Il proteste alors que le pape Benoît a commis à son égard une erreur de fait, par crasse ignorance (crassissima ignorantia) de la justice de sa cause, en le sommant de venir entendre sa condamnation. Il prie Clément de déclarer cette procédure nulle, de peur que quelques personnes, ignorant la vérité, ne soient scandalisées en lui, et par conséquent ne tuent leurs âmes. « Pécheur, ajoute-t-il, mais innocent des crimes dont on m’accuse, voulant d’ailleurs suivre l’exemple des saints et prévenir le reproche de négliger ma renommée, je supplie, je demande, je postule et requiers avec larmes et gémissemens, à mains jointes, à genoux, avec des prières réitérées, que par intérim et avant toute chose me soit accordé par votre sainteté le bienfait de l’absolution à cautèle. »

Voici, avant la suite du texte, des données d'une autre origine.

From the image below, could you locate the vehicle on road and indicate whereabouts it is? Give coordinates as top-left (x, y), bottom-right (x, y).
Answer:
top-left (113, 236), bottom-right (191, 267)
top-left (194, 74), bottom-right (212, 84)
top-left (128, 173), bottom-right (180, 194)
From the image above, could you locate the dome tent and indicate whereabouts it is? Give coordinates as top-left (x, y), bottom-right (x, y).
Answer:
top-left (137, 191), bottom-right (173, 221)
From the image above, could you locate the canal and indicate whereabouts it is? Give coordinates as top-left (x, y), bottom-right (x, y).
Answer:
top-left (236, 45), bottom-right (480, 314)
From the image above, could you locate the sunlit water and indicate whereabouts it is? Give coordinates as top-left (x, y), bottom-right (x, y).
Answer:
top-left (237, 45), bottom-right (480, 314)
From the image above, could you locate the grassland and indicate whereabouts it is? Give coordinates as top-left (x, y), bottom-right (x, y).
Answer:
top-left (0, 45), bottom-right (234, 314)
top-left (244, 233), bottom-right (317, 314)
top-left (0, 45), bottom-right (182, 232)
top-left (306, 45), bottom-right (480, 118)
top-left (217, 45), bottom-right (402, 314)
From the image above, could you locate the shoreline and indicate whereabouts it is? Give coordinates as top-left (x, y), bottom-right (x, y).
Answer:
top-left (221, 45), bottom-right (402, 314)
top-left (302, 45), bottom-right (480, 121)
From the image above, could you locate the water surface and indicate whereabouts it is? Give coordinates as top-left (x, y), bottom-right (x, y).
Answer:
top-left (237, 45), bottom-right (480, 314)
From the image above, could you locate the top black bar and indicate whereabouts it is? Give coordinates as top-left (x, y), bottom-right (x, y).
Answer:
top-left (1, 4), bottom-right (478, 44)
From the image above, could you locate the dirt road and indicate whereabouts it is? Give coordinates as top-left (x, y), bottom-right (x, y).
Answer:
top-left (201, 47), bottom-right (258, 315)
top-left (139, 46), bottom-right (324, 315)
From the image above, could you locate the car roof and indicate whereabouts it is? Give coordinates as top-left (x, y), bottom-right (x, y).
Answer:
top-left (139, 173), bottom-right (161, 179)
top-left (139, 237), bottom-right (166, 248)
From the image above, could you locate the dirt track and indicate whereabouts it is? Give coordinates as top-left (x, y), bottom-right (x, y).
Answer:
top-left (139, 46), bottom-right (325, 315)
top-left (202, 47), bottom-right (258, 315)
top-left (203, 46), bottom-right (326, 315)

Il refait ensuite pour la vingtième fois le récit de l’incident d’Anagni. Boniface, avant qu’il fût pape, était hérétique contumace incorrigible. Nogaret se trouva obligé, quoique particulier (non pourtant simple particulier, étant chevalier, titre qui oblige à défendre la république et à résister aux tyrans), il se trouva, dis-je, obligé de défendre sa patrie menacée. Il l’a fait avec tant de modération que Boniface lui-même a été forcé d’avouer, en présence de plusieurs personnes, que les choses que Nogaret avait accomplies a Domino facta erant, et, qu’en conséquence, il lui remettait toute la faute que lui et les siens pouvaient avoir commise, les déclarant absous de toute sorte d’excommunications, au cas où ils en auraient encouru. Le pape Clément doit donc bien voir qu’il mérite récompense, ayant été ministre de Dieu pour exécuter une chose nécessaire, d’où s’est ensuivi le salut du roi, du royaume et de l’église ; telle est aussi l’opinion de tous les hommes saints et sages qui l’ont aidé dans cette entreprise. N’écoutant que les ennemis de Nogaret et les fauteurs de Boniface, Benoît s’est trompé et l’a lapidé pour une bonne œuvre, qui était d’arrêter un contumace afin de le livrer à son juge. Les formalités d’ailleurs ne furent pas observées dans la citation de Benoît. Enfin Dieu s’est prononcé en sa faveur : touché de l’injustice dont était victime son bon serviteur Nogaret, Dieu a vengé par un beau miracle l’innocence méconnue. Au jour que Benoît avait fixé pour publier son jugement, et toutes choses étant préparées, l’échafaud dressé, les tentures étalées, le peuple assemblé sur la place de Pérouse, devant l’hôtel papal, Dieu frappa le malheureux pontife. Benoît tomba malade, ne put prononcer la sentence et expira peu après, de même que, dans un cas semblable, on vit mourir le pape Anastase, fauteur, lui aussi, d’un pontife hérétique. C’est ainsi que se « venge le Dieu qui est plus puissant que tous les princes ecclésiastiques et séculiers, et qui punit d’autant plus fortement ceux qui ne peuvent être punis par d’autres. Cette mort fut du reste un bonheur ; car, si (ce qu’à Dieu ne plaise) Benoît eût donné suite audit procès, il se fût constitué fauteur notoire d’hérésie, et, s’il eût vécu davantage, j’aurais poursuivi devant lui le redressement des injustices que (sauf son respect) il avait commises contre nous. »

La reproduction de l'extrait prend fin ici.